Imo Rejects Innoson’s N2.5 Billion Claim, Says It’s Blackmail | The Guardian Nigeria News
The Imo state government has responded to Innoson Motors’ management of claims of N2.5 billion against it, describing it as “mischievous, half-truths and blackmail” against the government.
This was contained in a statement released yesterday by State Information and Strategy Commissioner Declan Emelumba.
Innoson Motors management released a statement over the weekend, revealing that it had sued the state government over its alleged failure to pay it N2.5 billion, the amount incurred. by the government for the purchase of company vehicles. .
In response to the claim, the state government said it was waiting for legal proceedings to be served, stating: “The Imo government has described, as nasty and cheap blackmail, the assertion of Innoson Motors that it owes the company N2.5 billion being the cost of vehicles it supplied to him a few months ago, insisting that the company’s claims are half-truths, intended to denigrate the integrity of the state government for ulterior motives He said debt service had been ongoing since he purchased the items.
To set the record straight, the statement claimed that the state government purchased the vehicles for over N5 billion, revealing that N3.5 billion had been paid, with 2, 5 billion naira resulting in the balance of the original value. The statement therefore condemned the company’s handling of the case.
He said: “Contrary to Innoson Motors’ claim, the said N2.5 billion is actually the balance of the original purchase value. Innoson Motors, for reasons well known to the company, decided to hide this fact from the public.

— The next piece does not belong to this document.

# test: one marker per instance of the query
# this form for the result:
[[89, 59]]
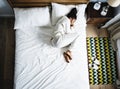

The statement alleged that it was the company that allegedly continued to violate the contractual agreement.
“There is a clause in the purchase contract stipulating the establishment of a maintenance workshop in Owerri, as well as a mobile workshop for vehicle maintenance. Although the company violated this agreement, the state government serviced the debt and still maintained the vehicles, revealing that more than 70% of the vehicles are already broken down.
The statement argued that it was wrong to engage in a media lawsuit: “It appears that the company wants to smear the integrity of Imo’s government; otherwise, he would not have misrepresented the facts of the case and published them regarding this honest business transaction, even if he did not show the public the terms of the contract and the clauses that the government violated in it. All this smacks of malice and bad faith.